I feel like the resentment is probably somewhere in the mix. When I met him he was the type to have panic attacks and take Xanax and had for years. He is not a manly man but not shy either. His work puts him in the spotlight some so he isn't shy. He hasn't always been passive, he at once was borderline abusive but found out I would NOT stand for that. I wouldn't class me as controlling and while I have talked down to him (in his words) it was while I was defending what I wanted done. We bought a fixer upper 15 years ago and nothing has gotten done. He makes well in the 6 figures and wants to hire the cheapest person and do some things the cheapest, shortcut way. I don't really take over the projects cause they are left still to do. What he has done is half done. I don't dwell on it but it does make me want to move and I have voiced that. We would have to spend at least $100,000 to get the house up to par for someone else. We need massive work done outside and all our friends poke fun at him about it. He lets things tear up and not do preventive work and then it cost more and is an emergency, yet I still don't take over it or nag. He doesn't interact too much with other men nor really have any friends. I mean he does in a work setting but not in a buddy kinds of way. He has no hobbies. I am the buddy which is why I think he hasn't left. 
All purchases do not have to go through me but he doesn't really spend money much. I do the cooking, cleaning, bills and any paperwork that comes into the house. He and I both work full time jobs. 
He does do some stuff that drives me crazy like fact check me on everything. If I say the coffee is black, he is going to check for himself and ask another person. He is always going to do what is expected in a setting where people see him. He helps me with my mom, he sits in church beside me, etc. but nope he does not defend me. He buys gifts now but I am specific about what I want. He will not do jewelry cause it cost too much (his words). He hates spending money like one year I wanted an iphone, instead he bought me another phone to make sure I would like it (um, I am a tech person). He doesn't do the little things either. When his mom is down he is able to operate the keurig, yet he has NEVER fixed me a cup of coffee (and I drink it black!)

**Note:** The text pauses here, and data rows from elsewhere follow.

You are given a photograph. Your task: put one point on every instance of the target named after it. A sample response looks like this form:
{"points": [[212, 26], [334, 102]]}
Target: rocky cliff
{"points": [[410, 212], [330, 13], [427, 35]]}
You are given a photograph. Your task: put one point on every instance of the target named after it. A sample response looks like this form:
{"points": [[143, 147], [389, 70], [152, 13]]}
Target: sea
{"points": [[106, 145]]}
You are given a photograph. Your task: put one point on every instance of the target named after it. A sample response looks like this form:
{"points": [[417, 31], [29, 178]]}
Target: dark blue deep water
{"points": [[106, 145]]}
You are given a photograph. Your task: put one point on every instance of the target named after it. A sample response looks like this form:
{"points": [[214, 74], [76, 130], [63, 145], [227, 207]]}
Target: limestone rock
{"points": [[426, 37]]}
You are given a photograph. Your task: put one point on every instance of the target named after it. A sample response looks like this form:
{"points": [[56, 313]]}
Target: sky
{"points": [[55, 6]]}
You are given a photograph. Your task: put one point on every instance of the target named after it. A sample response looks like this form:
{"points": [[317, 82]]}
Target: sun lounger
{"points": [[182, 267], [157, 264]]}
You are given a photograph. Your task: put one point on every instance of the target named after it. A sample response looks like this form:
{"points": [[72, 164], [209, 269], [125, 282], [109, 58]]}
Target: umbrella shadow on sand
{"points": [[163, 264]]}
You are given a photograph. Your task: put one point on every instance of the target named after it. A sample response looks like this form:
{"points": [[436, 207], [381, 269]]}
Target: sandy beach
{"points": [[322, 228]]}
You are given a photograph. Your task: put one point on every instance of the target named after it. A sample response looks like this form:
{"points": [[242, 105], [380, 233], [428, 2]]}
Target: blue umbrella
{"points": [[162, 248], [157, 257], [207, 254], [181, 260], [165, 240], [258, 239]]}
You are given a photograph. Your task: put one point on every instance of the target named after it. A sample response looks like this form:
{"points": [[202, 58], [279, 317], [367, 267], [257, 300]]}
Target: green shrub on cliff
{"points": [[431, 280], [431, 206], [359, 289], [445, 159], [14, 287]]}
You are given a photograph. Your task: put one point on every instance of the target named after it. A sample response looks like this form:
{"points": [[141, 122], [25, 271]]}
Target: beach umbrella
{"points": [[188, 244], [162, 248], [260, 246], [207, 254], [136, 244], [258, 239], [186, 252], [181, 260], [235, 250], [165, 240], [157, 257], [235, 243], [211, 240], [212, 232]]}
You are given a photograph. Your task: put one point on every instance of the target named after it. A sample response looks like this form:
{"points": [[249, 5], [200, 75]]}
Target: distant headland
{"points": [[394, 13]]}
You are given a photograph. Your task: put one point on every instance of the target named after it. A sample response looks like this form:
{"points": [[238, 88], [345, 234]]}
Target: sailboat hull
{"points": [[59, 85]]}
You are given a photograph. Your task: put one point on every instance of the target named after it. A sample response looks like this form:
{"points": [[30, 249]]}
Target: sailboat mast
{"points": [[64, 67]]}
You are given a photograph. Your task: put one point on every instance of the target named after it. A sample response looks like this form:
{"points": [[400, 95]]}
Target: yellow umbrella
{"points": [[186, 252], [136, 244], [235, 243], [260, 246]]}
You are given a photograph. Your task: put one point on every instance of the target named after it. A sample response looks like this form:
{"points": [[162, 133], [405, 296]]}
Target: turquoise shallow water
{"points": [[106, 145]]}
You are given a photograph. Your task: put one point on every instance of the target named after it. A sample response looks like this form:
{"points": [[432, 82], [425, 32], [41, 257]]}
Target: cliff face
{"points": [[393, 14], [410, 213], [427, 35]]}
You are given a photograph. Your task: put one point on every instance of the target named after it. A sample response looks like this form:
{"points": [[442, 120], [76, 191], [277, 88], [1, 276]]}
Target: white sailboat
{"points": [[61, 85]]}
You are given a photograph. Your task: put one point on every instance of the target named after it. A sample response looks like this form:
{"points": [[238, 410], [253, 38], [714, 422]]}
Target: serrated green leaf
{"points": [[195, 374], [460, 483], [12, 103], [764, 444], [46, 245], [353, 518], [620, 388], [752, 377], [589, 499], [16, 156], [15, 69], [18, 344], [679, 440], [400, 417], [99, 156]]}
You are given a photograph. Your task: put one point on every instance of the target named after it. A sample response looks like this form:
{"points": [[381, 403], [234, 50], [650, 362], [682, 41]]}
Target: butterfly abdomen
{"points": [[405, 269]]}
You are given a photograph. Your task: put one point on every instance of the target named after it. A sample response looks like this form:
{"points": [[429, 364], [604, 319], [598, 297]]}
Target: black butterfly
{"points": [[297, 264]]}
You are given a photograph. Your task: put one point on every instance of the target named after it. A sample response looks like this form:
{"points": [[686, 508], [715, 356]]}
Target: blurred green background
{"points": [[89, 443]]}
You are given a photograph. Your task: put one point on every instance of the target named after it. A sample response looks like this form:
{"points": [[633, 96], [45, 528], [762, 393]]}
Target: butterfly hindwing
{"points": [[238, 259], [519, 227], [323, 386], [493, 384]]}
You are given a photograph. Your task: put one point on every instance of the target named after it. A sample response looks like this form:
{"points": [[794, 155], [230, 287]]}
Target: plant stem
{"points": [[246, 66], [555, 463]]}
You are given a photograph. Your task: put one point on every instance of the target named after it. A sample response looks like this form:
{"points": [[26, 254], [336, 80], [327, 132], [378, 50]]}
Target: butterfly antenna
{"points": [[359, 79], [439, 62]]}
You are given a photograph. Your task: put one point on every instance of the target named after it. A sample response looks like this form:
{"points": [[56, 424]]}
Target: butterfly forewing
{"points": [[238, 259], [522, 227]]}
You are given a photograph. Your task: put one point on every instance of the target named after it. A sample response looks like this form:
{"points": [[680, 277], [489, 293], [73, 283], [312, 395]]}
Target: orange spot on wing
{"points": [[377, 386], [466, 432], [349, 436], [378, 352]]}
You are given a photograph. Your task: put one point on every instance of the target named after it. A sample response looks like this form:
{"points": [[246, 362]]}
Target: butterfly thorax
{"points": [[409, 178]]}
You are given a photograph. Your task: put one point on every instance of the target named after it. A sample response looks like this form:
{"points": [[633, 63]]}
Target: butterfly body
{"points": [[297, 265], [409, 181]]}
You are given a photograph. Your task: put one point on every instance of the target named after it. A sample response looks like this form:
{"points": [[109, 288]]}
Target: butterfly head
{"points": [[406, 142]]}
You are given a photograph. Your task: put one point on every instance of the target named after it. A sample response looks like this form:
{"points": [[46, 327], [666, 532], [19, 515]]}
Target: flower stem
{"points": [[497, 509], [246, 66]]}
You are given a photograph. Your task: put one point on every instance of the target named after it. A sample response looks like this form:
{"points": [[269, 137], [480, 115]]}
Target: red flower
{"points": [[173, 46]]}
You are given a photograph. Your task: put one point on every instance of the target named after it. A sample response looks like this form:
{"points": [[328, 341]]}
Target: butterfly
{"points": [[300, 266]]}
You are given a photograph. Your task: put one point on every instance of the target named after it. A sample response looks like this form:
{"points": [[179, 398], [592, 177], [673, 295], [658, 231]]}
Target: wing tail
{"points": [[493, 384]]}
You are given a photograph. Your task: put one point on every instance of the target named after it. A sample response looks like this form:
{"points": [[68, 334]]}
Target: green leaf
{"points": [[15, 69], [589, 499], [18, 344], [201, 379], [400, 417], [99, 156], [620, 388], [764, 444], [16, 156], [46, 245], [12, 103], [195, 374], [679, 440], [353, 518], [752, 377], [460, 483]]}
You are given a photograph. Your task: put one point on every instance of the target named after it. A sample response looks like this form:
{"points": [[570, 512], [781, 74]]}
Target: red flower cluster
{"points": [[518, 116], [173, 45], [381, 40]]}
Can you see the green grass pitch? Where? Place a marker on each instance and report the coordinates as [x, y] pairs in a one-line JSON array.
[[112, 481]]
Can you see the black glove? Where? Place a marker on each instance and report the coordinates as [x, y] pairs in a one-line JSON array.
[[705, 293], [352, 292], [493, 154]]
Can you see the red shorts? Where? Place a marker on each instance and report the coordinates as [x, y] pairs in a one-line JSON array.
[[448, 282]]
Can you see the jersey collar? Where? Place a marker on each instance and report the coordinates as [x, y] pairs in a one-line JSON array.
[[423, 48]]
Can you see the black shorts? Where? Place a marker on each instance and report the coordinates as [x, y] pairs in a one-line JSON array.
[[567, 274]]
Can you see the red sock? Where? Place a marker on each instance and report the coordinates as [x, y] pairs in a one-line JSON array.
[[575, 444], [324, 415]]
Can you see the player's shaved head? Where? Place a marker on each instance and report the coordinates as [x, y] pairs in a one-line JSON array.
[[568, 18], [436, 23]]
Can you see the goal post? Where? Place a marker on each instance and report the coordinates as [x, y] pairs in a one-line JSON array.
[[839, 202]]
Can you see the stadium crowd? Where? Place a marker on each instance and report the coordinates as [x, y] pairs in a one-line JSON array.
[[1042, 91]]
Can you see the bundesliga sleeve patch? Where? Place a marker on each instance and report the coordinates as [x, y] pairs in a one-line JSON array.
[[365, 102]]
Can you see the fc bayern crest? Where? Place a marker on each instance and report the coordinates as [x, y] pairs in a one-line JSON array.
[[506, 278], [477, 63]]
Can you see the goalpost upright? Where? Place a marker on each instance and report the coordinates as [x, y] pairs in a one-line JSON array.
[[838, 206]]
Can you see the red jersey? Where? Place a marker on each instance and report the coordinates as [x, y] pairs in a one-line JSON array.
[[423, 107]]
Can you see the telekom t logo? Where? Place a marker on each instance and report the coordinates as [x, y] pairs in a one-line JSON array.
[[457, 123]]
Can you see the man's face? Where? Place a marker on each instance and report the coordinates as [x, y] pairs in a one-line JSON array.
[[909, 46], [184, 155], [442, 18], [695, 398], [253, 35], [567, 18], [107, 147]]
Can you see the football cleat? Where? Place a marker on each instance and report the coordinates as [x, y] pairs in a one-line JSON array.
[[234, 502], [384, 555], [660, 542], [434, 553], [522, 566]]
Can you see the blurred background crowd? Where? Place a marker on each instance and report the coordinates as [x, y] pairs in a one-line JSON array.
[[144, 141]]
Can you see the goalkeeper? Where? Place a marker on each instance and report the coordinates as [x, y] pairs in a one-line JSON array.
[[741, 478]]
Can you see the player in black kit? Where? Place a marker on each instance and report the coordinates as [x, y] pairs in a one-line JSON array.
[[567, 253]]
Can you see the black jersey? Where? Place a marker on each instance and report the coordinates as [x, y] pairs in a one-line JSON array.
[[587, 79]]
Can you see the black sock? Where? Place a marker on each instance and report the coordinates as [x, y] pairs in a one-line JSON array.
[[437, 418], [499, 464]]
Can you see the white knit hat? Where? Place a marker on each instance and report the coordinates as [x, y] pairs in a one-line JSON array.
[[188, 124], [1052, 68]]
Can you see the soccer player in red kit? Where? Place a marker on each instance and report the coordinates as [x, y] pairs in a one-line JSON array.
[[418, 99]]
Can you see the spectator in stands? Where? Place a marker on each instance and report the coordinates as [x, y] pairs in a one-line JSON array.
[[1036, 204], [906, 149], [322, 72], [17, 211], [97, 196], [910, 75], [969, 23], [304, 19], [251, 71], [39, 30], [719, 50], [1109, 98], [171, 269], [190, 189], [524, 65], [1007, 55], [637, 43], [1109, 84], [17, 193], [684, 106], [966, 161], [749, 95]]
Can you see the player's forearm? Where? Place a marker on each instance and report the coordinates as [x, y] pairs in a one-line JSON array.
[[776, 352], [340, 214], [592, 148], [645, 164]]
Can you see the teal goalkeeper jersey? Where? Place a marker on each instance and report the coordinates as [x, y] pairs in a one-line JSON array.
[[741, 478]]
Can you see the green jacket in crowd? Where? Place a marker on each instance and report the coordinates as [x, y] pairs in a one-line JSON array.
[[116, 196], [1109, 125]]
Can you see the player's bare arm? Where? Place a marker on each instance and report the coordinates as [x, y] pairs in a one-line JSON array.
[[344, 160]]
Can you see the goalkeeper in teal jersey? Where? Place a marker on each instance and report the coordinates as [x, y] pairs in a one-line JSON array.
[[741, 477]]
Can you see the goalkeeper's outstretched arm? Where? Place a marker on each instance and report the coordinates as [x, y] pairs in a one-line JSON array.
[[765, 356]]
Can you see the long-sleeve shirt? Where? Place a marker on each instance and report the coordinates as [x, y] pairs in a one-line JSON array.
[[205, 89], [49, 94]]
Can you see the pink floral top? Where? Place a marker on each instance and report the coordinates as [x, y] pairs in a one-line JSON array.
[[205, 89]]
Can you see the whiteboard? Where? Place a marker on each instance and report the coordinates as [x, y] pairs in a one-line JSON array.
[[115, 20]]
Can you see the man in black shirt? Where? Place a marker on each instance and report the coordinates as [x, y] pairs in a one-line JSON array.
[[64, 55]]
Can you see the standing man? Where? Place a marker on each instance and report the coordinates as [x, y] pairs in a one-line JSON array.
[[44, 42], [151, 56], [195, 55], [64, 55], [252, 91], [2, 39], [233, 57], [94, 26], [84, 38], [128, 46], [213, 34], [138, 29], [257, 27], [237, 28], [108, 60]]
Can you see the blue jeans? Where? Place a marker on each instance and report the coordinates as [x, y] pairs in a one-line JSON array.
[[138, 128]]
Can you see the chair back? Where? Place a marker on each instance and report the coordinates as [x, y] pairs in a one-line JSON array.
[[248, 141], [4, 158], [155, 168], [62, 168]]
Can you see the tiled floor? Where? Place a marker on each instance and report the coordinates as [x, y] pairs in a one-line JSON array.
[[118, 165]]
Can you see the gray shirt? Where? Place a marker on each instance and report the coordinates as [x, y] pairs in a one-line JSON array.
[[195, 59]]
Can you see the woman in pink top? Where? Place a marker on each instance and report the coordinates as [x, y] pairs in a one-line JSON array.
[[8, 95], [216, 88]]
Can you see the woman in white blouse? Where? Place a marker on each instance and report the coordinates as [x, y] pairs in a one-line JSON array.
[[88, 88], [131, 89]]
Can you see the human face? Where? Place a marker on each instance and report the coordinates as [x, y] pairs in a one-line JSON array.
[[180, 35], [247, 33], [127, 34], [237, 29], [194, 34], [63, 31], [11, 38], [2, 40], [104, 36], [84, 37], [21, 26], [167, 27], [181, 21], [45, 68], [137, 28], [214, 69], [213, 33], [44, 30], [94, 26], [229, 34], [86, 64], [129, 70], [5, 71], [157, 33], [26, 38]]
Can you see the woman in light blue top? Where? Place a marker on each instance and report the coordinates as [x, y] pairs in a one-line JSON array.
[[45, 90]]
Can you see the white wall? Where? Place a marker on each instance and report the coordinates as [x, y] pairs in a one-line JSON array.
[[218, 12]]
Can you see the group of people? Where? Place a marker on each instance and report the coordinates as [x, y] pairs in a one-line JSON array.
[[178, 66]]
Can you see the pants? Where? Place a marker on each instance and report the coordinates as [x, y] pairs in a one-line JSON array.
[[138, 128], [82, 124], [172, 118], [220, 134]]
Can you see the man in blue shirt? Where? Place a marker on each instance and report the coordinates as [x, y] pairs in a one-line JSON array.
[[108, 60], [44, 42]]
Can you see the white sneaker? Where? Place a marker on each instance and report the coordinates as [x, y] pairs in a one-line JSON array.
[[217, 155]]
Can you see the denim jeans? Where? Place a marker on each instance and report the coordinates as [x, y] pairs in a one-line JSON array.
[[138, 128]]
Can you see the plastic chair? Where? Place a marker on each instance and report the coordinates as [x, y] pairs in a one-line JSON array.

Just thought I would answer a variety of the questions. I have a couple of friends that know everything and wonder why I stay. To be honest getting divorced sounds like alot of work and again, disappointing my kids. What if I never find anyone to have that happily ever after with?! I would have to work like crazy just to make ends meet! I live a comfortable life but not a glamorous life. I just really want the intimacy back and better than ever. I have thought he might have an affair but if so, they sure don't see each other much!


----------



## 2ntnuf (Jul 14, 2012)

southern_girl said:


> I feel like the resentment is probably somewhere in the mix. When I met him he was the type to have panic attacks and take Xanax and had for years. He is not a manly man but not shy either. His work puts him in the spotlight some so he isn't shy. He hasn't always been passive, he at once was borderline abusive but found out I would NOT stand for that. I wouldn't class me as controlling and while I have talked down to him (in his words) it was while I was defending what I wanted done. We bought a fixer upper 15 years ago and nothing has gotten done. He makes well in the 6 figures and wants to hire the cheapest person and do some things the cheapest, shortcut way. I don't really take over the projects cause they are left still to do. What he has done is half done. I don't dwell on it but it does make me want to move and I have voiced that. We would have to spend at least $100,000 to get the house up to par for someone else. We need massive work done outside and all our friends poke fun at him about it. He lets things tear up and not do preventive work and then it cost more and is an emergency, yet I still don't take over it or nag. He doesn't interact too much with other men nor really have any friends. I mean he does in a work setting but not in a buddy kinds of way. He has no hobbies. I am the buddy which is why I think he hasn't left.
> All purchases do not have to go through me but he doesn't really spend money much. I do the cooking, cleaning, bills and any paperwork that comes into the house. He and I both work full time jobs.
> He does do some stuff that drives me crazy like fact check me on everything. If I say the coffee is black, he is going to check for himself and ask another person. He is always going to do what is expected in a setting where people see him. He helps me with my mom, he sits in church beside me, etc. but nope he does not defend me. He buys gifts now but I am specific about what I want. He will not do jewelry cause it cost too much (his words). He hates spending money like one year I wanted an iphone, instead he bought me another phone to make sure I would like it (um, I am a tech person). He doesn't do the little things either. When his mom is down he is able to operate the keurig, yet he has NEVER fixed me a cup of coffee (and I drink it black!)
> 
> Just thought I would answer a variety of the questions. I have a couple of friends that know everything and wonder why I stay. To be honest getting divorced sounds like alot of work and again, disappointing my kids. What if I never find anyone to have that happily ever after with?! I would have to work like crazy just to make ends meet! I live a comfortable life but not a glamorous life. I just really want the intimacy back and better than ever. I have thought he might have an affair but if so, they sure don't see each other much!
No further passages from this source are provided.